Megさん、こんばんは。お久しぶりです。

この記事の内容と直接的には関係無いかもしれませんが、僕の「一人っ子」に対する感想と意見をちょこっと述べたいと思います。

小さい頃僕は一人っ子にすごく憧れました。三人兄弟の末っ子であるが故に親の愛情を独り占めにしたいと強い欲求もあったと思いますが、毎日兄にいじめられて育った僕は、その兄がいなくなってしまえばいい!とばかり考えていました。だから、煩わしい兄弟は不要=一人っ子、という結論になったのだと思います。
もちろん、その願望は叶いませんでしたが。

しかし、考えてみると、当時僕の周りには一人っ子という子がほとんどいませんでした。記憶を呼び戻しても、一人もいません。
ひょっとすると、一人っ子というのはテレビなどのドラマの中の話だけだったのかもしれません。
そして、そのドラマの中の一人っ子は、とても魅力的な子供だったような気がします。

まず第一に、親がお金持ち。
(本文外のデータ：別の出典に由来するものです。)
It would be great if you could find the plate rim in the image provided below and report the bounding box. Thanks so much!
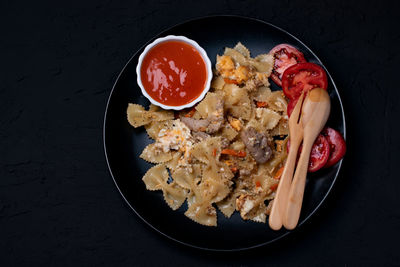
[103,14,346,251]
なんでも欲しいものを買ってもらえたり、外国に旅行に連れてってもらったり、家の中に自分専用の部屋があったり。
時々大きな高級車で学校に送ってって貰えて、穴の空いた靴下などもちろん履かない。お小遣いは毎日食卓に置かれていた10円玉一つなんてことはなく、時代が時代だったら無制限のクレジットカードを持たされていたかもしれない。
科学と学習だって毎月両方買ってもらえていただろう。

あ、そうか。親の愛情独占や兄弟不要論が一人っ子に対する僕の願望だと思っていたけれど、単に「お金持ちの家の子供」に憧れていたのかも(笑)いや、間違いない、お金持ちの家の子供=一人っ子、というのが幼い頃に僕の中に刷り込まれた「一人っ子像」なのだ(笑)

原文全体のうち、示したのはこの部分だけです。